The criticisms of Republican presidential candidate Mike Huckabee as a spendthrift tax-raiser when governing the state of Arkansas have been met with a few "yes, buts" that have not been very persuasive.
The Club for Growth, known for its small-government, low-tax principles, has led the expose of Huckabee's fiscal apostasy, highlighting the many tax increases he helped enact during his gubernatorial tenure from 1996 to 2007. Others have followed suit as he has gained traction among the GOP candidates, especially with evangelical Christian voters. Huckabee's momentum has pushed him into the lead in the Iowa Poll and near the top in others.
The evidence for the former Baptist minister's tax raising ways is indisputable. The Arkansas Journal uncovered a video of him discussing a broad menu of levies that he would welcome to help increase revenues. The New York Times reported Sunday that while some taxes were cut during his term, "on balance, tax increases outweighed the tax cuts by some $500 million, and many of the cuts that Mr. Huckabee heralds owe little to his efforts."
Still, some have come to his defense, including the Times itself:
While taxes did rise in the 10 years that Mr. Huckabee was governor, the portrayal of him as a wild-eyed spendthrift is hardly apt. For the most part, Mr. Huckabee's tax initiatives had wide bipartisan support, with the small number of Republicans in the overwhelmingly Democratic state legislature voting for the tax increases and many maintaining that the state was better for them.
In addition, when Mr. Huckabee left office last January, he had turned a $200 million budget shortfall into an $844 million surplus....
"He got bipartisan support on all the tax increases," said State Senator Kim Hendren, a veteran Republican and member of the legislative budget committee.
If the best case you can make against charges that you are not a "wild-eyed spendthrift" is that others in your party joined in the taxation celebration, then you're in real trouble. Only the Times could swallow that logic. But still, they tried harder, citing Hendren:
"Huckabee didn't say 'I just want to raise taxes to start programs.' He has a liberal heart for young people, for the disabled and for improving Arkansas' lot in education, and he is pretty good at working across party lines."
That sounds in line with the Times' values: the willingness to abandon conservative principles, "reach across the aisle," and adopt liberal government spending practices.

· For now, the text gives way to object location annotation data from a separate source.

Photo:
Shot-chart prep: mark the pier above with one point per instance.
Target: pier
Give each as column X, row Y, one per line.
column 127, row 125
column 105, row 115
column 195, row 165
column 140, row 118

Didn't we hear that kind of praise about a certain Texas governor during the 2000 campaign? It took nearly eight years before the nation saw a spending veto.
Political commentator (and former Huckabee consultant) Dick Morris also came to his defense -- albeit weakly -- in a column last week, calling him a "fiscal conservative." How does Morris identify such an animal? By ignoring all of Huckabee's tax hikes and by only drawing attention to his comparatively small tax cuts. Morris also disingenuously claims that the state Supreme Court "ordered him to" raise taxes to pay for education improvements, which is not the case. The dictum required, as in most similar state court cases, that funding for poorer school districts be increased, with budget decisions left to lawmakers.
Besides Morris and the Gray Lady, Huckabee himself has defended against the Club's charges about his tax hikes by citing his ranking by Time magazine as one of America's top five governors; praise he earned from Governing magazine; that he balanced the state budget every year; that he left office with a nearly $1-billion budget surplus; and that Arkansas passed a property taxpayers' Bill of Rights. "I've got more executive management experience running a government than anybody running for president," he told Hannity & Colmes on Fox News Channel.
But plaudits from a liberal newsweekly and another "we love government" magazine are hardly good arguments that you're not a public money wastrel. As for balancing the budget, Arkansas's constitution requires it. And in the eyes of many, the fact that you helped get a $1-billion budget surplus likely means that government would do fine if it returned twice that amount to taxpayers.
There are things to like about Huckabee, but distracting from the evidence and telling half-truths about his tax and budget record are not two of them. In fact, it takes away from his other conservative policy stances.
Huckabee's not only putting lipstick on this pig; he's dressing it up in eyeliner, a fancy dress and a bouffant wig. But the "oinks" still come through loud and clear.